Makri a marché vendredi

Par

Boussole. Abderrezak Makri a réussi une prouesse. Il était la seule personnalité politique, le seul candidat à la candidature à avoir marché dans la rue, vendredi dernier. Il a réussi à «s'infiltrer» dans une marche à Alger. En prenant, toutefois, la précaution de choisir l'endroit le plus clairsemé de la manifestation. Pas de contact direct, aucune prise de parole avec la foule. Sait-on jamais. Sa participation à la marche n'a pas été très remarquée. Une vidéo le montrant marchant à grands pas, dans l'indifférence des manifestants qui ne l'avaient pas reconnu, a été cependant diffusée sur les réseaux sociaux. Provient-elle de ses partisans? Sûrement, car Makri n'a pas marché pour se dégourdir les jambes, mais pour se montrer. Par calcul politique. C'est justement ce calcul qui mérite l'attention. Vendredi soir, un communiqué a été publié par le MSP pour dire que le «message des manifestants» a été compris, mais également pour saluer «l'expression populaire généralisée» des marcheurs. A ce stade, il est évident que le souhait inavoué du candidat Makri est de déclasser la compétition en «deuxième division». Pensant, par là, avoir plus de chances de l'emporter. A sa décharge, d'autres candidats pensent, d'ailleurs, comme lui. Ce que Makri oublie, c'est que pour mettre le maximum de chances de son côté, il faut savoir où mettre les pieds. En descendant dans la rue, vendredi dernier, il a répondu à un appel anonyme. Pour quelqu'un qui aspire à diriger un pays aussi important que l'Algérie, c'est plutôt inquiétant. «Rih li dji yeddih» comme on dit chez nous.
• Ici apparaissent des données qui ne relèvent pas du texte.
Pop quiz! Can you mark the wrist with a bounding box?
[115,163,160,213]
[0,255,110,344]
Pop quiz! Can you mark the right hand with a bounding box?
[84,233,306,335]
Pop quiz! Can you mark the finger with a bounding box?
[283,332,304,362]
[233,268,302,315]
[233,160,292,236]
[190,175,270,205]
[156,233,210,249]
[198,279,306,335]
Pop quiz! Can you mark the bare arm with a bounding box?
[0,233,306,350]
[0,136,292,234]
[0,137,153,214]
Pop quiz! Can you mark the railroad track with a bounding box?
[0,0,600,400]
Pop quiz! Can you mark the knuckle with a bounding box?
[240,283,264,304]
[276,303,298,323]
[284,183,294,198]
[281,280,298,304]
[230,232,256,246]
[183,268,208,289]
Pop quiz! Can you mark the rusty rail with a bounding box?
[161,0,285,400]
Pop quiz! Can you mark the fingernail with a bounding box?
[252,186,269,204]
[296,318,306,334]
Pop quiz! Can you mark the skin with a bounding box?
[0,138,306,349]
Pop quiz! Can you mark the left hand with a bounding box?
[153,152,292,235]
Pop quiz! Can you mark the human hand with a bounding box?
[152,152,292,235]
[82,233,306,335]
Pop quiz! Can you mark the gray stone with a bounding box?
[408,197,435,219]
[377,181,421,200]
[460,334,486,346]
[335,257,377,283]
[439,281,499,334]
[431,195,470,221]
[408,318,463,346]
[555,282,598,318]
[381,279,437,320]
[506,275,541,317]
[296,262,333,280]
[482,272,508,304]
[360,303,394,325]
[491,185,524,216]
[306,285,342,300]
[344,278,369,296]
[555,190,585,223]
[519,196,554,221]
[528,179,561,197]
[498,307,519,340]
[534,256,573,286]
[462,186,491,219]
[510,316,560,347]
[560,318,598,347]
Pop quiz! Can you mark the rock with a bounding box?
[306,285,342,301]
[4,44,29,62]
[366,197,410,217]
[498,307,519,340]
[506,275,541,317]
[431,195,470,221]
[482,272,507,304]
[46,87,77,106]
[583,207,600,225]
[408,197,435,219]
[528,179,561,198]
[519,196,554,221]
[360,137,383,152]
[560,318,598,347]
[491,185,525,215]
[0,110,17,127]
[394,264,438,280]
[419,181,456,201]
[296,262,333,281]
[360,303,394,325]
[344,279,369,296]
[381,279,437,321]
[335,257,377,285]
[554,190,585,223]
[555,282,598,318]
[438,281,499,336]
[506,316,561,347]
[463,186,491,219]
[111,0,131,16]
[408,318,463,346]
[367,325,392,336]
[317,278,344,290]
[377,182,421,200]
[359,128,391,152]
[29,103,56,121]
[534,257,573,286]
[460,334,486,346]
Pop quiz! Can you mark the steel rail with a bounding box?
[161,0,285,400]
De plus, tous ces marcheurs qui ne l'ont pas remarqué, sont révélateurs de sa notoriété incertaine. Et enfin, marcher pour marcher cela n'a aucun sens. Contrairement au bain de foule et ses «dividendes» pour un homme politique. Globalement, la «marche» de Makri risque plus de le défavoriser que de le servir. Le peuple algérien veut un guide, pas un suiveur de foule. Surtout quand ce suiveur répond à un appel venu de nulle part. Où mènera-t-il l'Algérie et les Algériens si, par raisonnement absurde, il venait à être élu? On lui colle l'étiquette d'être un admirateur du président turc Erdogan. Vraie ou fausse, cette étiquette s'ajouterait aux voix non identifiées que Makri est prêt à suivre. Une navigation sans boussole. Pour un leader de parti, les manifestations ne devraient jamais être un train à prendre en marche. Il lui faut en être la locomotive!